Dataset Organization and Requirements

To ensure compatibility with DatasetSequence, datasets should be preprocessed and saved in a structured format before being used for training or inference. Below are the requirements and best practices for organizing datasets.

1. General Requirements

Preprocessing: Data should be saved in a preprocessed state, meaning all necessary filtering or transformations (except min-max normalization, which can optionally be performed when passing the signals to the model) should be done before loading into the dataset.
File Format: Data should be stored as .npy files for efficient loading.
Consistency: Each input sample (X) must have a corresponding output (Y) with the same filename to ensure proper mapping (read next section).
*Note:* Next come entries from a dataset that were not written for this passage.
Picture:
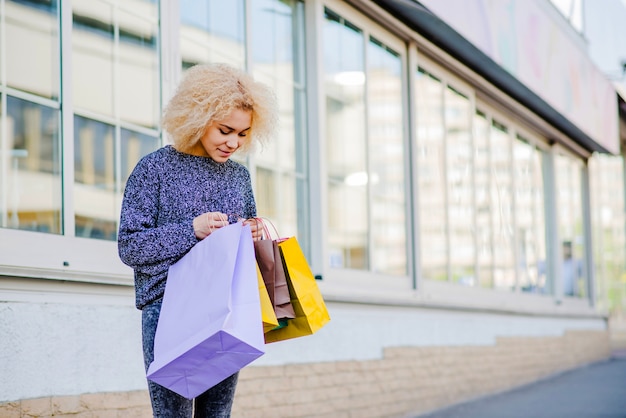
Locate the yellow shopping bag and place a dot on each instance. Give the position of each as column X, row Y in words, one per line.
column 306, row 298
column 267, row 309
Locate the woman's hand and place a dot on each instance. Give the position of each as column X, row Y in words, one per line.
column 208, row 222
column 256, row 228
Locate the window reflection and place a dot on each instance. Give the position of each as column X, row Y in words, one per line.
column 459, row 179
column 568, row 173
column 115, row 60
column 30, row 187
column 529, row 213
column 276, row 48
column 502, row 209
column 387, row 177
column 609, row 236
column 94, row 187
column 96, row 193
column 484, row 222
column 32, row 59
column 430, row 176
column 212, row 31
column 346, row 143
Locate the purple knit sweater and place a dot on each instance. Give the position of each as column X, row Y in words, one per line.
column 165, row 192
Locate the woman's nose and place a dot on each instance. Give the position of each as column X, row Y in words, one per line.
column 232, row 143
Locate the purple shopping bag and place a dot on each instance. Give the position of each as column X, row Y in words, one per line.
column 210, row 324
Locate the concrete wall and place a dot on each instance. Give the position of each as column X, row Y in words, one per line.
column 405, row 381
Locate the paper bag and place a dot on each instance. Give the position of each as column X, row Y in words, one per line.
column 306, row 298
column 210, row 324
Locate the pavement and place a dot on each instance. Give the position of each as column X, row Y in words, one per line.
column 597, row 390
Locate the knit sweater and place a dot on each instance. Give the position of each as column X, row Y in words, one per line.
column 164, row 193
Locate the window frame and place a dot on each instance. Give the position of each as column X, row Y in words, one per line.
column 370, row 29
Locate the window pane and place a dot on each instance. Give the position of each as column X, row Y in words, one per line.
column 530, row 215
column 387, row 168
column 212, row 31
column 94, row 187
column 430, row 177
column 484, row 222
column 502, row 209
column 93, row 56
column 277, row 60
column 609, row 238
column 32, row 50
column 139, row 99
column 569, row 206
column 346, row 143
column 458, row 112
column 30, row 187
column 134, row 145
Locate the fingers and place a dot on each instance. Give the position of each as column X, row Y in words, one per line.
column 208, row 222
column 215, row 220
column 255, row 228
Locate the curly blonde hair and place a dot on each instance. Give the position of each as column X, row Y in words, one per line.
column 210, row 92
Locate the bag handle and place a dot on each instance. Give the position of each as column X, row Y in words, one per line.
column 266, row 231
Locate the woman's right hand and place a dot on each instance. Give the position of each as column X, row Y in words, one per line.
column 208, row 222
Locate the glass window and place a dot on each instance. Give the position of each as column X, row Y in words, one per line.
column 277, row 46
column 386, row 172
column 116, row 94
column 364, row 135
column 31, row 189
column 460, row 185
column 502, row 210
column 93, row 56
column 609, row 236
column 138, row 87
column 529, row 213
column 115, row 60
column 31, row 47
column 430, row 176
column 94, row 186
column 568, row 172
column 344, row 67
column 215, row 31
column 484, row 221
column 212, row 31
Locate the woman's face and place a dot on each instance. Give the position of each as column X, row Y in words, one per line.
column 222, row 138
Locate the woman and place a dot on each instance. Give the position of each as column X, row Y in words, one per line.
column 177, row 195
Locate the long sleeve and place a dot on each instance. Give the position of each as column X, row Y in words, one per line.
column 143, row 244
column 164, row 193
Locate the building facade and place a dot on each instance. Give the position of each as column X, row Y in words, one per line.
column 452, row 170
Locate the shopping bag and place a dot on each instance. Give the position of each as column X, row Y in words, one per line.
column 267, row 308
column 306, row 298
column 272, row 270
column 210, row 324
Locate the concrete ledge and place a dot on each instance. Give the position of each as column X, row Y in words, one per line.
column 406, row 381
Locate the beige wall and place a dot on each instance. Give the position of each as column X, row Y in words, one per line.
column 405, row 381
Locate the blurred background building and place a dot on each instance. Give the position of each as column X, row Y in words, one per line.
column 453, row 170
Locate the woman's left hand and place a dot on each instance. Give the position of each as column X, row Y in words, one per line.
column 255, row 228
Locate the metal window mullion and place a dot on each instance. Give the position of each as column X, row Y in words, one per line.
column 490, row 200
column 472, row 131
column 588, row 256
column 514, row 220
column 117, row 141
column 446, row 192
column 369, row 198
column 318, row 180
column 4, row 157
column 67, row 120
column 411, row 170
column 553, row 267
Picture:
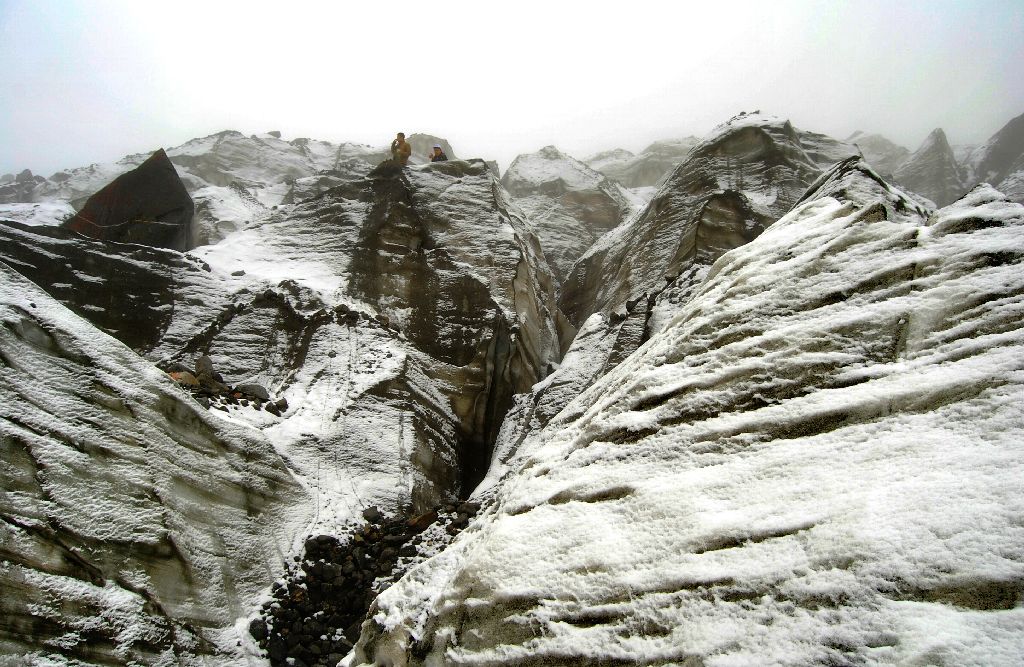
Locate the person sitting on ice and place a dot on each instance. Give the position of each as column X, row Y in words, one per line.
column 437, row 155
column 400, row 150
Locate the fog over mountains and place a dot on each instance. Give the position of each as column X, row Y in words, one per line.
column 752, row 398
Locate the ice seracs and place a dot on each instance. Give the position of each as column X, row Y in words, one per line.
column 816, row 460
column 932, row 170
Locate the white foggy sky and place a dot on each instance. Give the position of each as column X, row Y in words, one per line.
column 83, row 82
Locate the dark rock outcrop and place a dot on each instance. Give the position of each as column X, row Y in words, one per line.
column 730, row 188
column 828, row 431
column 148, row 205
column 996, row 159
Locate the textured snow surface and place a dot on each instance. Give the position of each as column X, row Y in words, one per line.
column 932, row 170
column 817, row 461
column 45, row 213
column 232, row 178
column 567, row 204
column 134, row 527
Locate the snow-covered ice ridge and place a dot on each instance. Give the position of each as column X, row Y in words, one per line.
column 816, row 461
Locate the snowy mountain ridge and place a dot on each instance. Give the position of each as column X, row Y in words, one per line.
column 769, row 417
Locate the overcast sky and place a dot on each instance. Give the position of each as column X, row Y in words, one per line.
column 83, row 82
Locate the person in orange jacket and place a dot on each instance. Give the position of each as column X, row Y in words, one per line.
column 400, row 150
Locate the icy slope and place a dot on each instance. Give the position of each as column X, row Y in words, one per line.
column 135, row 527
column 932, row 170
column 817, row 461
column 647, row 168
column 884, row 156
column 994, row 160
column 568, row 204
column 233, row 179
column 396, row 318
column 738, row 179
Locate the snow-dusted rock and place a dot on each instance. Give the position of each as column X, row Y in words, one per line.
column 1000, row 156
column 42, row 214
column 1013, row 184
column 647, row 168
column 232, row 178
column 816, row 461
column 932, row 170
column 397, row 317
column 136, row 528
column 884, row 156
column 735, row 182
column 568, row 204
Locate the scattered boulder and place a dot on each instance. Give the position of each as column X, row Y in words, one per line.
column 184, row 377
column 315, row 614
column 254, row 389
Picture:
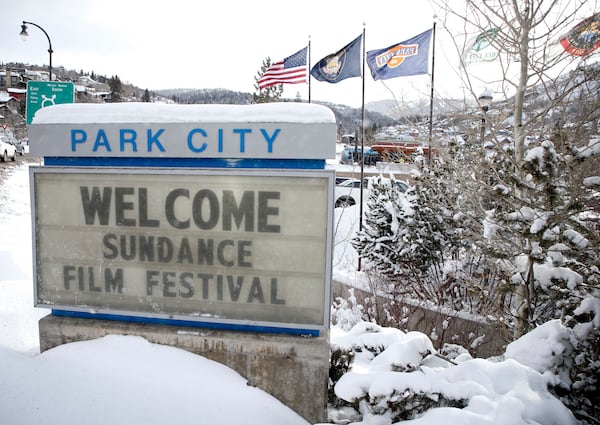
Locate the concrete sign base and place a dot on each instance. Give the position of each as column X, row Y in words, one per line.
column 293, row 369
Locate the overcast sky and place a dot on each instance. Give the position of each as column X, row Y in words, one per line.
column 222, row 43
column 217, row 44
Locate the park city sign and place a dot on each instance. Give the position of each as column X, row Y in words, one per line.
column 180, row 231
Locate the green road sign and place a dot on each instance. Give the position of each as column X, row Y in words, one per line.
column 41, row 94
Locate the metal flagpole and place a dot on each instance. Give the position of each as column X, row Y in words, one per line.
column 309, row 68
column 431, row 97
column 362, row 145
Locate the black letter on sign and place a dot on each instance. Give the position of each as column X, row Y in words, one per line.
column 170, row 208
column 213, row 209
column 264, row 211
column 95, row 204
column 245, row 209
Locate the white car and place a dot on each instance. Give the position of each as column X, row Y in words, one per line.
column 7, row 150
column 347, row 193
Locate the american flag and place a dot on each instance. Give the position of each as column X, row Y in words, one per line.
column 291, row 70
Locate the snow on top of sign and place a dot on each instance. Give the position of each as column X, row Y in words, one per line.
column 88, row 113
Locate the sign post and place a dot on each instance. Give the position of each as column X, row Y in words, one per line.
column 41, row 94
column 215, row 220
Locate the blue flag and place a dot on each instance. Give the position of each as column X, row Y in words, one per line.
column 410, row 57
column 345, row 63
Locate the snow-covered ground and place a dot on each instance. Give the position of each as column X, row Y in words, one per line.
column 127, row 380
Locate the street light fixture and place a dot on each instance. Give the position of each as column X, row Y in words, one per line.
column 24, row 36
column 485, row 100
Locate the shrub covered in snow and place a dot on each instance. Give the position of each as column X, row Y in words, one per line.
column 395, row 376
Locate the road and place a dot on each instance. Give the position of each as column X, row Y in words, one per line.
column 5, row 167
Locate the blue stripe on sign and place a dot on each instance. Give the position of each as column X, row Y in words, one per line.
column 187, row 323
column 311, row 164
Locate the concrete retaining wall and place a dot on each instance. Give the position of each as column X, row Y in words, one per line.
column 293, row 369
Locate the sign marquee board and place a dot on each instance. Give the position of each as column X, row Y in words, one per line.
column 246, row 247
column 227, row 246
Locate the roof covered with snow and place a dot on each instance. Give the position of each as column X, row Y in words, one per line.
column 84, row 113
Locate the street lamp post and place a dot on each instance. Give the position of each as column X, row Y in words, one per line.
column 485, row 100
column 24, row 36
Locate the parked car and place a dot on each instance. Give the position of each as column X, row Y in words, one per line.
column 351, row 155
column 347, row 193
column 18, row 145
column 7, row 150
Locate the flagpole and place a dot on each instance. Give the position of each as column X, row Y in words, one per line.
column 362, row 144
column 431, row 97
column 309, row 68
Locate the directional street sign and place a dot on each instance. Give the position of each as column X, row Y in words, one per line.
column 41, row 94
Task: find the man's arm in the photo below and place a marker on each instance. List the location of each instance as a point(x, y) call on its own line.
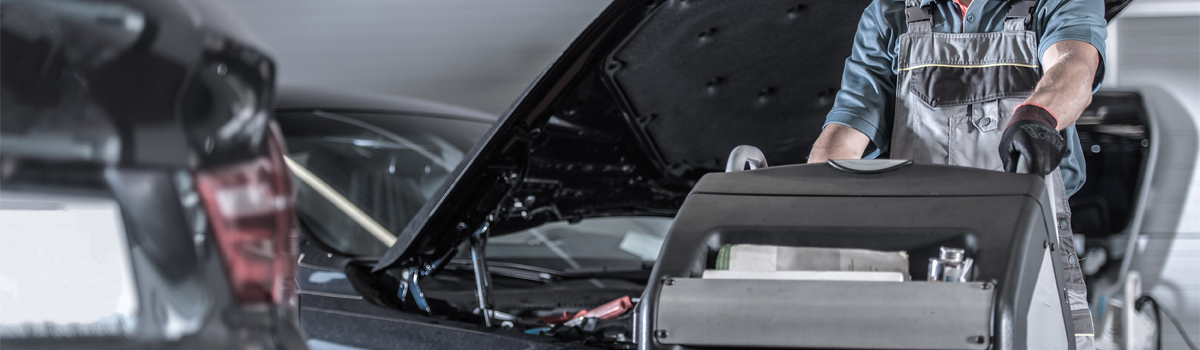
point(838, 142)
point(1066, 88)
point(1057, 101)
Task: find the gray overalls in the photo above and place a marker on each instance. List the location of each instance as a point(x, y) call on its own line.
point(955, 92)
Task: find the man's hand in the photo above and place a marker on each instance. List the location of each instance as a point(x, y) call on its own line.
point(1032, 134)
point(1060, 97)
point(839, 142)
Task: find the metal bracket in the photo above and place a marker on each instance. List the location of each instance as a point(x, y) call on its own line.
point(483, 278)
point(408, 285)
point(743, 156)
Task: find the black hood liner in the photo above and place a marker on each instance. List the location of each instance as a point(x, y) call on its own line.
point(703, 77)
point(646, 101)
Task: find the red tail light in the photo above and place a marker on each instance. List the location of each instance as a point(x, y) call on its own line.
point(250, 206)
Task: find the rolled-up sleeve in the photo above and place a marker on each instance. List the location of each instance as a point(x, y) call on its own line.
point(1074, 19)
point(868, 83)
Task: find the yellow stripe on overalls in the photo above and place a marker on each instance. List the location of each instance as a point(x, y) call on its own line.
point(967, 66)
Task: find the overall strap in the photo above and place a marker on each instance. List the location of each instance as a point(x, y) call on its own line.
point(918, 18)
point(1020, 16)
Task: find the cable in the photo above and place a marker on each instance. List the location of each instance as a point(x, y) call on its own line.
point(1158, 319)
point(1170, 317)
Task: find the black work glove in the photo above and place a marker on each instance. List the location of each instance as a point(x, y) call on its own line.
point(1031, 133)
2. Directory Structure and File Naming Correspondence

Datasets should follow a structured directory format with separate folders for training, validation, and testing data.

│── x/                   # Input signals ("path_x")
│   ├── train/           # Training set
│   │   ├── sample_001.npy
│   │   ├── sample_002.npy
│   │   ├── ...
│   ├── val/             # Validation set
│   │   ├── sample_101.npy
│   │   ├── sample_102.npy
│   ├── test/            # Test set
│       ├── sample_201.npy
│       ├── sample_202.npy

│── y/                   # Output ("path_y")
│   ├── train/           # Training set
│   │   ├── sample_001.npy   # Must match the filenames in x/train/
│   │   ├── sample_002.npy
│   ├── val/             # Validation 
│   │   ├── sample_101.npy
│   │   ├── sample_102.npy
│   ├── test/            # Test 
│       ├── sample_201.npy   # Must match filenames in x/test/
│       ├── sample_202.npy

Each file in x/train/, x/val/, and x/test/ must have a corresponding file in y/train/, y/val/, and y/test/, respectively. For example:

x/train/sample_001.npy  ↔  y/train/sample_001.npy

3. Data Formatting Requirements

Input Data (X) Format

Each input sample (item_x) must have shape [seq_len, num_features].
The number of features must match n_features specified when initializing the model.
Automatic Formatting by DatasetSequence:
- If input is a 1D signal ([seq_len]), it is reshaped to [seq_len, 1].
- If input is incorrectly stored as [num_features, seq_len], it is transposed before returning.

Output Data (Y) Format

For sequence-to-one tasks (e.g., classification, regression):
- Each item_y should be a single value or vector, with shape:
  - Multiclass classification (single-label): [1] (a single integer representing the class index).
  - Multilabel classification: [1, num_classes] (a binary vector where each position indicates whether a class is active).
  - Regression: [1, 1] (a single scalar value for continuous outputs).
For sequence-to-sequence tasks:
- Regression: Each item_y must have shape [seq_len, num_features], matching item_x.
- Multiclass classification (single-label): Each item_y should have shape [seq_len], where each timestep contains an integer representing the class.
- Multilabel classification: Each item_y should have shape [seq_len, num_classes], where each timestep has a binary vector for active classes.
Automatic Formatting by DatasetSequence:
- If output is a 1D signal, it is reshaped to [seq_len, 1] if seq2seq, or [1, num_classes] if seq2one for multilabel classification.
- If output is incorrectly stored as [num_features, seq_len], it is transposed before returning (for seq2seq).
- If output is a single value, it is reshaped to [1, 1] (for seq2one regression).

Sequence lengths

Sequence lengths can differ from signal to signal, as the signals are automatically padded if that is the case.

Pre-processing

It is assumed that the datasets have been pre-processed. However, it is possible to perform minmax normalization of the signals (each signal individually) if min_max_norm_sig is set to True.